С конца 1925 — начала 1926 годов в жизни главкома начинает играть особую роль круг глубоко доверенных ему людей: генерал от кавалерии П. Н. Шатилов, видный общественный деятель А. И. Гучков, генерал-майор А. А. фон Лампе, философ И. А. Ильин. Этой группой скрытно налаживаются контакты с политическими, финансовыми, государственными деятелями Германии, Англии, США.
Единомышленниками Врангеля предпринимаются меры для создания в Советской России организации, не имевшей никаких связей с предшествовавшими или существующими разведучреждениями. Редакцию альманаха «Белое Дело» во главе с начальником 2-го отдела РОВСа генералом фон Лампе предполагалось сделать легальным прикрытием этой секретнейшей организации.
Советские спецслужбы безуспешно пытались вовлечь генерала Врангеля в 1923—25 годах в свою провокационную деятельность.
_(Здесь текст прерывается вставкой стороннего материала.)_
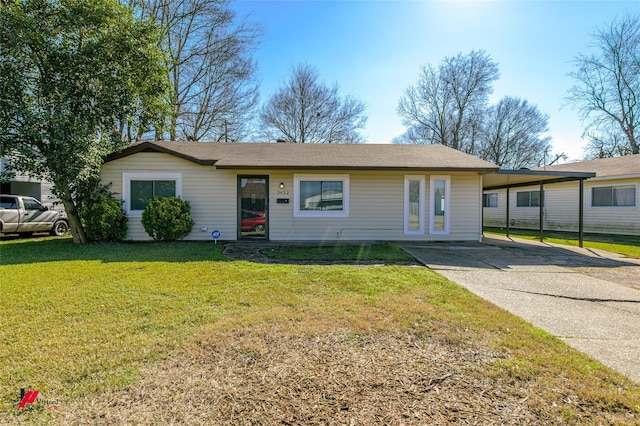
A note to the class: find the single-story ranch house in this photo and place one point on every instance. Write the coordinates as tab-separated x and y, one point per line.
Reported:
610	200
306	192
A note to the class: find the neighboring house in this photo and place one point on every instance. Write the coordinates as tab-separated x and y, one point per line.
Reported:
306	192
610	200
26	185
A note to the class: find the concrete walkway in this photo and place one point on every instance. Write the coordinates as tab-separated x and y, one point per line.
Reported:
589	298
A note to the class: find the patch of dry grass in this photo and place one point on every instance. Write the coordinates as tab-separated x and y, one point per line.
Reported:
218	342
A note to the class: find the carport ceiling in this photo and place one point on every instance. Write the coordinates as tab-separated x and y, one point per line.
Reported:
526	177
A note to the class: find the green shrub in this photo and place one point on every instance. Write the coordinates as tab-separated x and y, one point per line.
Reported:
167	218
104	220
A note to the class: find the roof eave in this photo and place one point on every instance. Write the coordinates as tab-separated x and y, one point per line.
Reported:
151	147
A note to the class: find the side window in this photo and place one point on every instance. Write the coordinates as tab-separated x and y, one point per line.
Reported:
138	188
613	196
490	200
528	199
321	196
143	190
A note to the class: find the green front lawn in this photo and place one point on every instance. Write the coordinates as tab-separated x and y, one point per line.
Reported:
621	244
78	321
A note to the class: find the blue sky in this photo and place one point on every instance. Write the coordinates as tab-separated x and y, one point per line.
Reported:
374	50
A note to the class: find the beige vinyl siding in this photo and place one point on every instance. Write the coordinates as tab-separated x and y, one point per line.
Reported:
561	210
614	220
210	192
376	210
376	202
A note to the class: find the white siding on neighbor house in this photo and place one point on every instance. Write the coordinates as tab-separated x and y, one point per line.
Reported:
376	205
562	206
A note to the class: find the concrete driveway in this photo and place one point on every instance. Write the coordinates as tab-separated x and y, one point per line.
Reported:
588	298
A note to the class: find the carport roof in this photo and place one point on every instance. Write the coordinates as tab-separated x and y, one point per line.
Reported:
526	177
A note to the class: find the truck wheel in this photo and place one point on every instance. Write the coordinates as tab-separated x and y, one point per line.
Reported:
60	228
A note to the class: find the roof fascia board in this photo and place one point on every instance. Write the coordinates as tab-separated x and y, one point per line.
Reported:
615	177
342	168
151	147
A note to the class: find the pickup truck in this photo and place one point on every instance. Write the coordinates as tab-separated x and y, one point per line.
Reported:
25	215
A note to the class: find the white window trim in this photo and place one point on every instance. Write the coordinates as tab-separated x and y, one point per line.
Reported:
544	200
126	187
421	201
497	194
613	185
447	204
321	177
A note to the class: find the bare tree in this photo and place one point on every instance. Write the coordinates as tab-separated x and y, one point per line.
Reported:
447	104
608	81
605	141
304	110
211	70
513	135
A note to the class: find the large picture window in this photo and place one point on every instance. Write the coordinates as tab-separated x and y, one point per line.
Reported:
321	196
613	196
528	199
139	188
143	190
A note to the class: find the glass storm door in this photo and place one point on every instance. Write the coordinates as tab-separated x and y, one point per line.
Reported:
252	206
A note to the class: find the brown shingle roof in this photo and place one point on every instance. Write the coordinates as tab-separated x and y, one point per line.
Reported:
616	166
315	156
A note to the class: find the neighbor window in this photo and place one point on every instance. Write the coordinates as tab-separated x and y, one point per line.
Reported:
139	188
321	195
613	196
528	199
490	200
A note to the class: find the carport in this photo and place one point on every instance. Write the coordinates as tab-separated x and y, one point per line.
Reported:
507	179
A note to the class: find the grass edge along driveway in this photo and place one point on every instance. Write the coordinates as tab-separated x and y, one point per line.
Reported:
89	325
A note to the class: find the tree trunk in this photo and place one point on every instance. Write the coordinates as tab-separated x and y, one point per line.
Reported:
77	230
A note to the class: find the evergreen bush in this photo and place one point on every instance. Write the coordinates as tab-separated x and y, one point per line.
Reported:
104	220
167	218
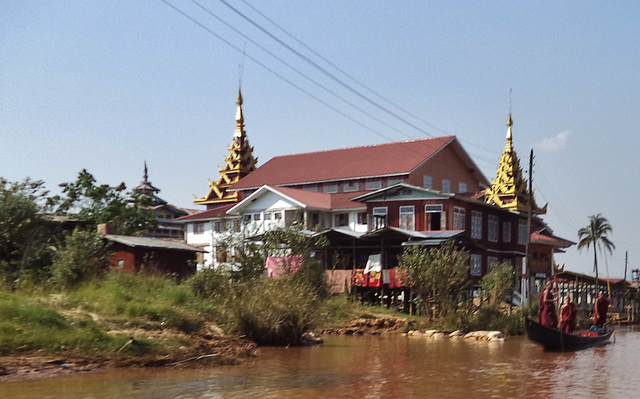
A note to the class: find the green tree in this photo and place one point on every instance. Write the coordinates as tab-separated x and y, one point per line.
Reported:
439	275
83	257
595	235
85	200
27	241
497	285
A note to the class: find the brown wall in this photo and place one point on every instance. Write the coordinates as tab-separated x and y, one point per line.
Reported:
446	164
179	263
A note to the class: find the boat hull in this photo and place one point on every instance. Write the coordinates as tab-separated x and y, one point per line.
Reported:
552	339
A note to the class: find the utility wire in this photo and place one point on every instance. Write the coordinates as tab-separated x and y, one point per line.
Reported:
336	67
341	70
299	72
324	71
274	72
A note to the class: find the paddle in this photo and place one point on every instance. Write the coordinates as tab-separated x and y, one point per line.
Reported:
555	280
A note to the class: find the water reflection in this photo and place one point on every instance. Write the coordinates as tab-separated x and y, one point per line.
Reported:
373	367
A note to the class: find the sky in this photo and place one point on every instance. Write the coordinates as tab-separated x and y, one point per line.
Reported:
106	86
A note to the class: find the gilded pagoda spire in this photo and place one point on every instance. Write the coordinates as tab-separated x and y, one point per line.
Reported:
238	163
509	188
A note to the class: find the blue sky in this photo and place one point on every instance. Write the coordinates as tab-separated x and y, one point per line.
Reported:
107	85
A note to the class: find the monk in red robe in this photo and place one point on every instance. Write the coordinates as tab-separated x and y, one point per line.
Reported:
600	311
568	313
548	316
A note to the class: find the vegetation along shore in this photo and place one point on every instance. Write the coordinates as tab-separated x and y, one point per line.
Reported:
64	309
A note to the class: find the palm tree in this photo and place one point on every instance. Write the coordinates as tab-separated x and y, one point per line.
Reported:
595	234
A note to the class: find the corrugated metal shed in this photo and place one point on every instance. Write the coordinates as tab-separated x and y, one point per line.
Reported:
146	242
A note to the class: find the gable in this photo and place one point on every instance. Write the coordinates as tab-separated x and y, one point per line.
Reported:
391	159
401	192
270	200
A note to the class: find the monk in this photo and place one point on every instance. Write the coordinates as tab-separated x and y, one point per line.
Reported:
568	313
548	316
600	310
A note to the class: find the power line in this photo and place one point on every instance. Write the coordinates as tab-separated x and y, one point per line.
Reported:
341	70
211	13
274	72
324	71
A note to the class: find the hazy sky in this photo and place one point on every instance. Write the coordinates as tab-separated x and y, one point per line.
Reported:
107	85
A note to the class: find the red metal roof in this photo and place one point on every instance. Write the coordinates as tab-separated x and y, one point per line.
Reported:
550	240
345	163
220	211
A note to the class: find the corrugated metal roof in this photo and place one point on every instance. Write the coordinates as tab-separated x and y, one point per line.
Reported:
218	212
147	242
346	163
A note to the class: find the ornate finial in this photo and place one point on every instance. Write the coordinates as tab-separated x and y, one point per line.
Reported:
238	163
239	117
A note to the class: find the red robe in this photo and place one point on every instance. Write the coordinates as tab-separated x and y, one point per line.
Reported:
568	315
548	316
600	312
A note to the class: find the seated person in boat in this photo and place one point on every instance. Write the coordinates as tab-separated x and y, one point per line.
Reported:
600	311
568	313
548	314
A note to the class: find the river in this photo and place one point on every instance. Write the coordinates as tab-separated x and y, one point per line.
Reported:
390	366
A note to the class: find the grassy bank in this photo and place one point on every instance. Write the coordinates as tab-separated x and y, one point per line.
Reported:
148	317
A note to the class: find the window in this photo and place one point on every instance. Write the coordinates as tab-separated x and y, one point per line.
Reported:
217	226
446	186
393	181
458	218
341	219
506	231
373	184
331	188
476	265
362	218
427	181
407	217
492	234
476	225
492	262
379	217
522	232
351	186
434	217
В частности, это пробовал организованный чекистами псевдомонархический «Трест» Федорова-Якушева, сумевший полностью дезинформировать разворачивающего работу боевиков в России генерала Кутепова. В конце концов чекисты оставили искусно изобразившего «нейтралитет» барона в покое ввиду его очевидной «изоляции», «отхода от дел».
Скандальное разоблачение чекистской игры с Кутеповым, которого несколько лет контролировало ОПТУ, критическое состояние здоровья Верховного главкома Николая Николаевича и другие обстоятельства со второй половины 1927 года вновь выдвинули Врангеля потенциальным лидером антибольшевистской борьбы. Видимо, чекисты что-то узнали и о секретной «личной» организации Петра Николаевича. В этом цейтноте, когда не было времени на внедрение в окружение генерала надежного «крота», проще всего было Врангеля физически убрать. Ведь белый барон не уставал повторять:
— Мы вынесли Россию на своих знаменах…
Об этом же говорит и определенный расклад сил и ситуаций в тогдашней сети советской агентуры во Франции.
Будущего агента ИНО ОПТУ командира Корниловского полка генерала Скоблина, женатого на певице Плевицкой, чекисты начали «пасти» задолго до 1930 года, когда их обоих завербовали. В 1920-х годах оплачивалась пока не сама их работа, а согласие на сотрудничество. Так, в начале 1923 года в период берлинских концертов Плевицкой у нее появился богатый попечитель, якобы психиатр из окружения самого 3. Фрейда Макс Эйтингон. Он оплачивает счета Плевицкой, издает ее книгу, щедро отваливает в долг супругу «курского соловья» Скоблину. Макс этот был родным братом известнейшего советского чекиста Леонида Эйтингона, работавшего под прикрытием сбытчика советской пушнины в Лондоне и Берлине.
Генерал Врангель, получая информацию через свои каналы, начал Скоблина подозревать и в 1923 году отрешил его от командования корниловцами. В 1926 году Скоблин ищет встречи с Врангелем, но тот его не принимает.
Возможная грандиозная агентурная карьера белого генерала, главы ударников-корниловцев Скоблина заканчивается, не успев толком начаться. Но на Лубянке известно о том, что генерал Кутепов, бывший в 1921 году посаженным отцом на свадьбе Скоблина и Плевицкой, продолжает благоволить Скоблину, несмотря на врангелевский остракизм. В ОПТУ рождается план, что-то вроде шахматной партии, позволяющей убрать так и так вновь становящегося опасным Врангеля и вернуть Скоблина в руководство белоэмигрантским движением.
Дальше следуют четкие «ходы»: Врангель при «помощи» «брата» Юдихина «неожиданно» умирает, на его место Председателя РОВСа, как и просчитано заранее, встает генерал Кутепов, очень удобный для дальнейшей игры ОПТУ. Потом — в полном смысле не только на скоблинской свадьбе «посаженный отец» — Кутепов немедленно ходатайствует перед единственным теперь главкомом Русской армии великим князем Николаем Николаевичем о восстановлении генерала Скоблина во главе объединения Корниловского ударного полка, что и происходит в 1929 году.